In most cases a suspect list is best made as a csv file which can then be imported with e.g. the read.csv() function. This is exactly what happen when you specify a suspect list when using the newProject() function.

Quite often, the ionized masses are not readily available and these have to be calculated. In this case, data in any of the SMILES/InChI/formula/neutralMass columns should be provided. Whenever possible, it is strongly recommended to fill in SMILES column (or InChI), as this will assist annotation. Applying this to the above example:

suspects <- data.frame(name = c("1H-benzotriazole", "N-Phenyl urea", "2-Hydroxyquinoline"),
                       SMILES = c("[nH]1nnc2ccccc12", "NC(=O)Nc1ccccc1", "Oc1ccc2ccccc2n1"))
fGroupsSusp <- screenSuspects(fGroups, suspects, adduct = "[M+H]+")

#> Calculating/Validating chemical data... Done!
#> ================================================================================
#> Found 3/3 suspects (100.00%)

NOTE: It is highly recommended to install OpenBabel to automatically validate and amend chemical properties such as SMILES, InChI, formulae etc in the suspect list.

Since suspect matching now occurs by the neutral mass it is required that the adduct information for the feature groups are set. This is done either by setting the adduct function argument to screenSuspects or by feature group adduct annotations.

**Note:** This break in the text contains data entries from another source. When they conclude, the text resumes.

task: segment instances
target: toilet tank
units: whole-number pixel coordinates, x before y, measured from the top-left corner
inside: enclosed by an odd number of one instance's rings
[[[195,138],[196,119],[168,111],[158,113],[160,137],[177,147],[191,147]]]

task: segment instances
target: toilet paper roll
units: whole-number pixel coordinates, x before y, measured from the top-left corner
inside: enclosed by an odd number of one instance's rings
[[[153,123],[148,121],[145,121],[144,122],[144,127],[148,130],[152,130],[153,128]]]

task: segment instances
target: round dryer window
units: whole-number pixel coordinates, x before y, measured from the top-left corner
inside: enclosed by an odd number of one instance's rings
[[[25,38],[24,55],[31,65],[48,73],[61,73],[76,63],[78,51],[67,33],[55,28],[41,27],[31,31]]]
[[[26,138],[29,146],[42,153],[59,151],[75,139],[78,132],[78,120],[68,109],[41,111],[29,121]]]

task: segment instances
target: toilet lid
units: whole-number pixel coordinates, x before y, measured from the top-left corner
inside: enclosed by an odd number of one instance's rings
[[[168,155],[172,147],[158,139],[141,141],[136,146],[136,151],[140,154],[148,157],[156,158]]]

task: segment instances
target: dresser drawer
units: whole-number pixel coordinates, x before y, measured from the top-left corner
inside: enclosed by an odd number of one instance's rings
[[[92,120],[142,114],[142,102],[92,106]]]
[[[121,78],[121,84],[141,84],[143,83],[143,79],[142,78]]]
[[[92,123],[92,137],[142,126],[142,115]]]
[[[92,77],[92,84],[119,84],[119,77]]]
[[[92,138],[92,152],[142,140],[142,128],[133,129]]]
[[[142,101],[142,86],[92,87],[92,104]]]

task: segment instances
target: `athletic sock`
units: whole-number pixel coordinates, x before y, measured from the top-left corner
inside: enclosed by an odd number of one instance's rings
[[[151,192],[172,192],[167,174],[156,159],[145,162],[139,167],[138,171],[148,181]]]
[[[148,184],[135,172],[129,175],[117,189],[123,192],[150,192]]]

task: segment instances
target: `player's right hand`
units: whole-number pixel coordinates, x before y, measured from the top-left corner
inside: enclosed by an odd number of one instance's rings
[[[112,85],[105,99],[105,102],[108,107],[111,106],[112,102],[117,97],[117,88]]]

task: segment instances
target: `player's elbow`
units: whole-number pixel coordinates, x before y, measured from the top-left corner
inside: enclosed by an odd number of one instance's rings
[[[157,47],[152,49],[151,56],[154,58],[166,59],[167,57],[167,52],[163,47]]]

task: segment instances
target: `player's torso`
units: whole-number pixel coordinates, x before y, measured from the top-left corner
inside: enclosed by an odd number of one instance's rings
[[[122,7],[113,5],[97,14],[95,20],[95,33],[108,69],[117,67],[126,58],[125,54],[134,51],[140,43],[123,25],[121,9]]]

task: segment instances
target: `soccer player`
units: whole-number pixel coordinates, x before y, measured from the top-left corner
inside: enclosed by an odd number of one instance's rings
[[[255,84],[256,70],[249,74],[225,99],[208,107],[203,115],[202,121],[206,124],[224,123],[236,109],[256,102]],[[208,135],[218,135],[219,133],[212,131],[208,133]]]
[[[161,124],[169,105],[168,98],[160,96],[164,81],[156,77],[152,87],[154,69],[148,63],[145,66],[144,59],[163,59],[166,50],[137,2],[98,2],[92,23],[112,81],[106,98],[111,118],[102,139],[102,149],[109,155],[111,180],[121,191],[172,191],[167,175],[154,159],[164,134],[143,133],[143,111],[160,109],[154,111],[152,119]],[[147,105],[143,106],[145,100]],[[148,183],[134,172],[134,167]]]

Finally, when the adduct is known for a suspect it can be specified in the suspect list:

# Aldicarb is measured with a sodium adduct.
suspects <- data.frame(name = c("1H-benzotriazole", "N-Phenyl urea", "Aldicarb"),
                       SMILES = c("[nH]1nnc2ccccc12", "NC(=O)Nc1ccccc1", "CC(C)(C=NOC(=O)NC)SC"),
                       adduct = c("[M+H]+", "[M+H]+", "[M+Na]+"))
fGroupsSusp <- screenSuspects(fGroups, suspects)

To summarize:

If a suspect has data in the mz column it will be directly matched with the m/z value of a feature group.
Otherwise, if the suspect has data in the adduct column, the m/z value for the suspect is calculated from its neutral mass and the adduct and then matched with the m/z of a feature group.
Otherwise, suspects and feature groups are matched by their the neutral mass.

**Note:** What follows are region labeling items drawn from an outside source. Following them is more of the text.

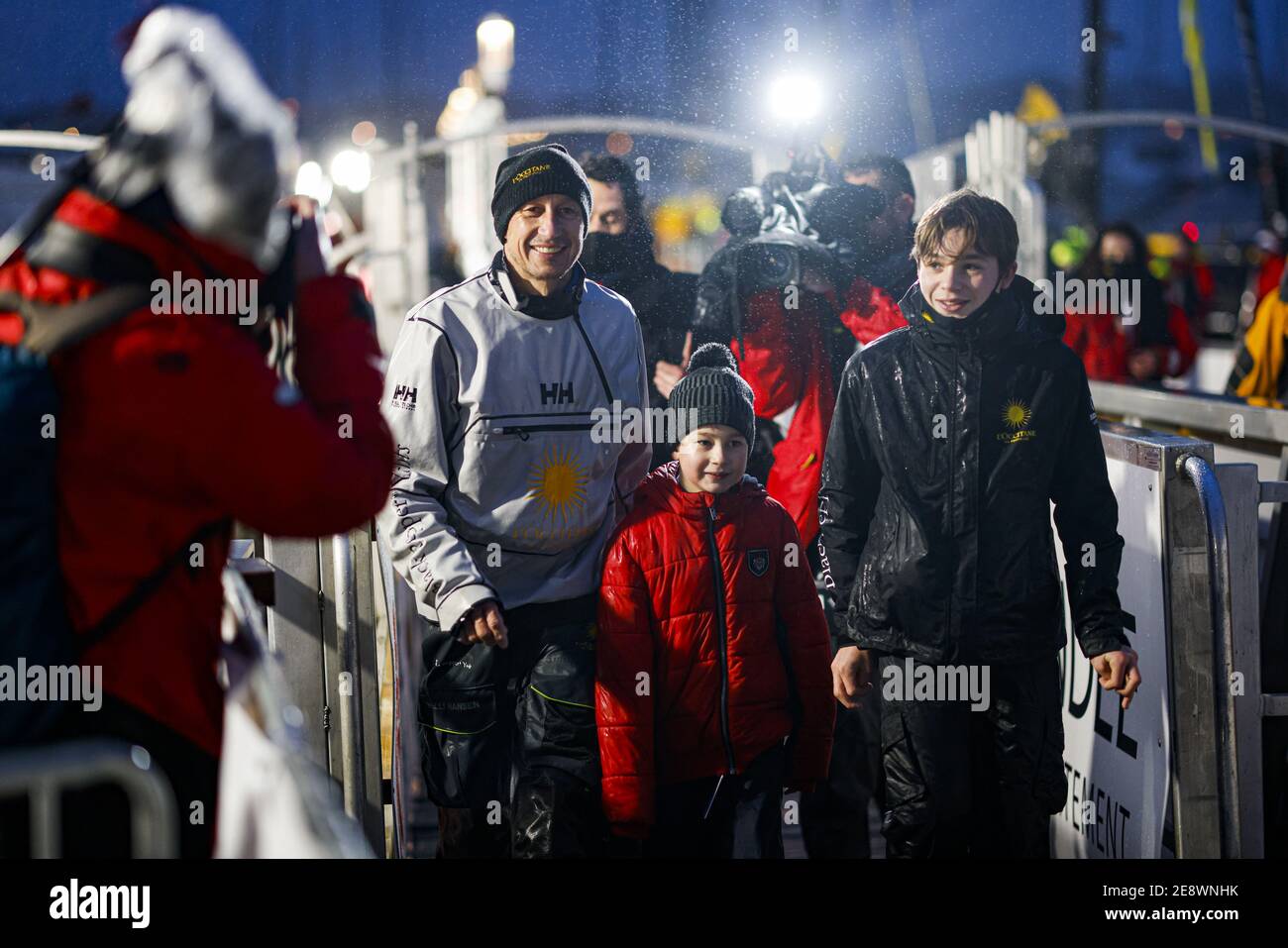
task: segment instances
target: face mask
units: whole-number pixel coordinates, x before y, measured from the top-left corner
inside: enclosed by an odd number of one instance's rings
[[[643,272],[652,260],[653,249],[640,233],[589,233],[581,247],[586,273],[609,285]]]

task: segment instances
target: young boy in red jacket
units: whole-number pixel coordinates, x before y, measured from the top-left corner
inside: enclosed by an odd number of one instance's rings
[[[676,460],[636,488],[600,587],[604,811],[650,857],[782,858],[783,787],[832,750],[827,623],[796,526],[746,477],[733,353],[693,353],[670,408]]]

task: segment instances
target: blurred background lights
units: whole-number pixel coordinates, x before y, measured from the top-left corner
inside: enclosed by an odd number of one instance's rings
[[[778,121],[808,122],[822,106],[823,88],[813,76],[788,73],[769,84],[769,112]]]
[[[359,193],[371,183],[371,156],[345,148],[331,158],[331,180],[341,188]]]
[[[300,170],[295,173],[295,193],[312,197],[319,205],[331,200],[331,182],[322,174],[322,165],[316,161],[300,165]]]

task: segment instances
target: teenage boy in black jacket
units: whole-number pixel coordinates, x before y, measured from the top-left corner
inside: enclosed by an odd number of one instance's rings
[[[1018,247],[997,201],[938,201],[908,326],[849,361],[828,435],[819,546],[854,643],[833,688],[851,707],[878,676],[890,857],[1050,853],[1068,790],[1050,501],[1078,644],[1123,707],[1140,685],[1087,377]]]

The fragments_mz and fragments_formula columns in the suspect list can be used to specify known fragments for a suspect, which can help suspect annotation. The former specifies the ionized m/z of known MS/MS peaks, whereas the second specifies known formulas. Multiple values can be given by separating them with a semicolon:

suspects <- data.frame(name = c("1H-benzotriazole", "N-Phenyl urea", "2-Hydroxyquinoline"),
                       SMILES = c("[nH]1nnc2ccccc12", "NC(=O)Nc1ccccc1", "Oc1ccc2ccccc2n1"),
                       fragments_formula = c("C6H6N", "C6H8N;C7H6NO", ""),
                       fragments_mz = c("", "", "118.0652"))

4.3.2.2 Removing feature groups without hits

Note that any feature groups that were not matched to a suspect are not removed by default. If you want to remove these, you can use the onlyHits parameter:

fGroupsSusp <- screenSuspects(fGroups, suspects, onlyHits = TRUE) # remove any non-hits immediately

The advantage of removing non-hits is that it may significantly reduce the complexity of your dataset. On the other hand, retaining all features allows you to mix a full non-target analysis with a suspect screening workflow. The filter() function (discussed here) can also be used to remove feature groups without a hit at a later stage.

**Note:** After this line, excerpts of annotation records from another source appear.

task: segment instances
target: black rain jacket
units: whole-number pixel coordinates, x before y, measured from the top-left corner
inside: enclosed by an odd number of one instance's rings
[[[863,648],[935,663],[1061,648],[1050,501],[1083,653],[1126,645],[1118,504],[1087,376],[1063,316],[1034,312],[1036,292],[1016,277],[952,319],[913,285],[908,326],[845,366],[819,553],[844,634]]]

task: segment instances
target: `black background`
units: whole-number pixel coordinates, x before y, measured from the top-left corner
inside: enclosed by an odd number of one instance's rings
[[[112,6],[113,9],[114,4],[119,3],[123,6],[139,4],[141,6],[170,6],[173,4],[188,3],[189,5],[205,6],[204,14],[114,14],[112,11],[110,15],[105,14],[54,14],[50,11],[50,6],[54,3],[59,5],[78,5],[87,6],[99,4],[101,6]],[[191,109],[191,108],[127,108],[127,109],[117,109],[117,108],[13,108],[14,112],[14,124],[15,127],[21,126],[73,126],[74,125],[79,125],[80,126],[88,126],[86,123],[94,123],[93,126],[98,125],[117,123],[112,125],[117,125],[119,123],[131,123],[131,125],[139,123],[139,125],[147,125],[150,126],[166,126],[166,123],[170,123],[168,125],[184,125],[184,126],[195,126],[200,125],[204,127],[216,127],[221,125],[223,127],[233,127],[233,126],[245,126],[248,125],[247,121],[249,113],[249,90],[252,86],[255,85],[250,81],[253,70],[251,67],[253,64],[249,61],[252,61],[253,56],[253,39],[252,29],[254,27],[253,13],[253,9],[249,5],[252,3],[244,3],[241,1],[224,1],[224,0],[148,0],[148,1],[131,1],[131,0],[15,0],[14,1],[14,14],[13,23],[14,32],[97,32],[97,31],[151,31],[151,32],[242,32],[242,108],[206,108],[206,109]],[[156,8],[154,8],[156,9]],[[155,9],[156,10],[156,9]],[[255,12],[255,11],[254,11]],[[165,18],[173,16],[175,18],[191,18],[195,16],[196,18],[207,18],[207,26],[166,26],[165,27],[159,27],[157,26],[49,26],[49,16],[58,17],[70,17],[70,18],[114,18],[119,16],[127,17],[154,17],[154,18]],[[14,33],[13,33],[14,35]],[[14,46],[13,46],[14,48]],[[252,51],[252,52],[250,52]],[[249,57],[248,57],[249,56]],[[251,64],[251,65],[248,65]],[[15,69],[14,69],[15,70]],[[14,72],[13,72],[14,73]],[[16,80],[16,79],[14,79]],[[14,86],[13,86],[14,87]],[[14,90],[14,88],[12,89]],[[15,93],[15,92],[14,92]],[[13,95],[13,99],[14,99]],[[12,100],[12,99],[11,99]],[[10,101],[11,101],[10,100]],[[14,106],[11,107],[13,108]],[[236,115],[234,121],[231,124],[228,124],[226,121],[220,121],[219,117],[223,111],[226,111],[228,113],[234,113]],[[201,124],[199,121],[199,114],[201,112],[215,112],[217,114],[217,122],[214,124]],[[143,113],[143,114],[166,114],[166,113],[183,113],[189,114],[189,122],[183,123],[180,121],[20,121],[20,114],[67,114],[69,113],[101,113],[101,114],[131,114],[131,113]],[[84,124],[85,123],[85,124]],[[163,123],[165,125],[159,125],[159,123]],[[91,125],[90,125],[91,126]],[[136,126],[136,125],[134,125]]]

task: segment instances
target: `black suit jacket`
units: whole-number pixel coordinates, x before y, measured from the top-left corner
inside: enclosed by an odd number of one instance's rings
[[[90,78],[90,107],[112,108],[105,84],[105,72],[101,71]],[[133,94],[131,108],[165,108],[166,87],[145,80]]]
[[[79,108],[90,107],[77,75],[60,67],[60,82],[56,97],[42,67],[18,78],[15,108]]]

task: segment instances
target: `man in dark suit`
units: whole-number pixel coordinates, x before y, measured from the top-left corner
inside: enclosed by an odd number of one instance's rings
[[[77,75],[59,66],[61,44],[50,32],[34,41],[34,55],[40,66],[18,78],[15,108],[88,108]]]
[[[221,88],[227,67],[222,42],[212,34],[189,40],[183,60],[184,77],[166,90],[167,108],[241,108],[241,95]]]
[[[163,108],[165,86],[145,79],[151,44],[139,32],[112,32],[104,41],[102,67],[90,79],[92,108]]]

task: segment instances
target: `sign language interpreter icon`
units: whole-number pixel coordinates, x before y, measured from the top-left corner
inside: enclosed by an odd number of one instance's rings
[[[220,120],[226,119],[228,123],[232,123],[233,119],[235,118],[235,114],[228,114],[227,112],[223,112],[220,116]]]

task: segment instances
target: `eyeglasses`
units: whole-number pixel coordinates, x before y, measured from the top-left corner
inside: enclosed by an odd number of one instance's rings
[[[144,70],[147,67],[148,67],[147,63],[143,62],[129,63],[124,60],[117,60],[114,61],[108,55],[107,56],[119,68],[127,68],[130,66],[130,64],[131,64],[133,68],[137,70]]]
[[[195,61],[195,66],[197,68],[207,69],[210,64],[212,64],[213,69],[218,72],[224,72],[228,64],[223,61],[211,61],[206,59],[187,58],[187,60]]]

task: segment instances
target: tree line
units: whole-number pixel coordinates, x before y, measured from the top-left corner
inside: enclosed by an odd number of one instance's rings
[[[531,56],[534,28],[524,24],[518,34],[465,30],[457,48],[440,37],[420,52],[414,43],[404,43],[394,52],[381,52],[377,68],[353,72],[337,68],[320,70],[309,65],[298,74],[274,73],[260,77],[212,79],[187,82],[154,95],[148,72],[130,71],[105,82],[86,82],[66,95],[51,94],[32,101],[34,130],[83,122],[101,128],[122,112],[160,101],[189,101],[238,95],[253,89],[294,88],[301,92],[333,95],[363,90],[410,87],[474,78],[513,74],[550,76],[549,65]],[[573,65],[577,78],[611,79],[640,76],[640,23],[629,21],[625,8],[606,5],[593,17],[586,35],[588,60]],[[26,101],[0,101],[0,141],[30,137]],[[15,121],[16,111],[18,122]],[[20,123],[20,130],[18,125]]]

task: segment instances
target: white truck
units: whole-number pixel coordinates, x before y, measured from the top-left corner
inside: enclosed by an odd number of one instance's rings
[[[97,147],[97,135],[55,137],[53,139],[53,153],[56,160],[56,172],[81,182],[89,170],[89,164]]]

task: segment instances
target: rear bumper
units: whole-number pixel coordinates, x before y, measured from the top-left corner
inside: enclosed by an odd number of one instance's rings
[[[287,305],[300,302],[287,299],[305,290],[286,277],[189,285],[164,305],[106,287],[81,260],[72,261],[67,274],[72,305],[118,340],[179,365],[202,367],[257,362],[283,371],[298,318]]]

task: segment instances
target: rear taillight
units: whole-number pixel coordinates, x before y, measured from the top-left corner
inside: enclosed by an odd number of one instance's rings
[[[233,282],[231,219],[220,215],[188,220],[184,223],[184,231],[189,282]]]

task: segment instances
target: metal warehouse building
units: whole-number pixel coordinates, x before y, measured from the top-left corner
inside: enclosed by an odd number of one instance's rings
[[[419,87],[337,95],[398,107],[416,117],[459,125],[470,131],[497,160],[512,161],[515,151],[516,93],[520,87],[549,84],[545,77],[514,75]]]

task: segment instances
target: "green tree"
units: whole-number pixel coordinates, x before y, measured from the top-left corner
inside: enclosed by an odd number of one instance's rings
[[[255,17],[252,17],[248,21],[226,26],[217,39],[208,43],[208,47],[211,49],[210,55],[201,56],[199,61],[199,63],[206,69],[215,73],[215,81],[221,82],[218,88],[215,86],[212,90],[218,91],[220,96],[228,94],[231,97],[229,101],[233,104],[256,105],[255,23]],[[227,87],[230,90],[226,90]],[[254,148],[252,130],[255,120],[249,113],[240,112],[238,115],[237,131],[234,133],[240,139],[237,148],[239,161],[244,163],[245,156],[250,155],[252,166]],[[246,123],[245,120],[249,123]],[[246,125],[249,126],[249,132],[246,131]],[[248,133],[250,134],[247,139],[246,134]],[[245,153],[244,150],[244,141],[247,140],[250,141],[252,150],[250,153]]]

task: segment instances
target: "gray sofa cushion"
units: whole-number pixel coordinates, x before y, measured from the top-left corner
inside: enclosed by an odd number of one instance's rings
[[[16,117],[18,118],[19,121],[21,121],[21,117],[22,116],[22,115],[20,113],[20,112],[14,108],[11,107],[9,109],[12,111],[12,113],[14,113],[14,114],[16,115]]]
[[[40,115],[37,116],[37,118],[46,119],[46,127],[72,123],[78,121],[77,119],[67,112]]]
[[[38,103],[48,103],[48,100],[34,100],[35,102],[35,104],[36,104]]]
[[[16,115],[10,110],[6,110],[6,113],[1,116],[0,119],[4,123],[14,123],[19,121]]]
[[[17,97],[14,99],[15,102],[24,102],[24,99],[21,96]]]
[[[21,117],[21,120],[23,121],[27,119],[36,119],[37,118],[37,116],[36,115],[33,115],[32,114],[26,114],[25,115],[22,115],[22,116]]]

4.3.2.3 Combining screening results

The amend function argument to screenSuspects can be used to combine screening results from different suspect lists.

fGroupsSusp <- screenSuspects(fGroups, suspects)
fGroupsSusp <- screenSuspects(fGroupsSusp, suspects2, onlyHits = TRUE, amend = TRUE)

In this example the suspect lists defined in suspects and suspects2 are both used for screening. By setting amend=TRUE the original screening results (i.e. from suspects) are preserved. Note that onlyHits should only be set in the final call to screenSuspects to ensure that all feature groups are screened.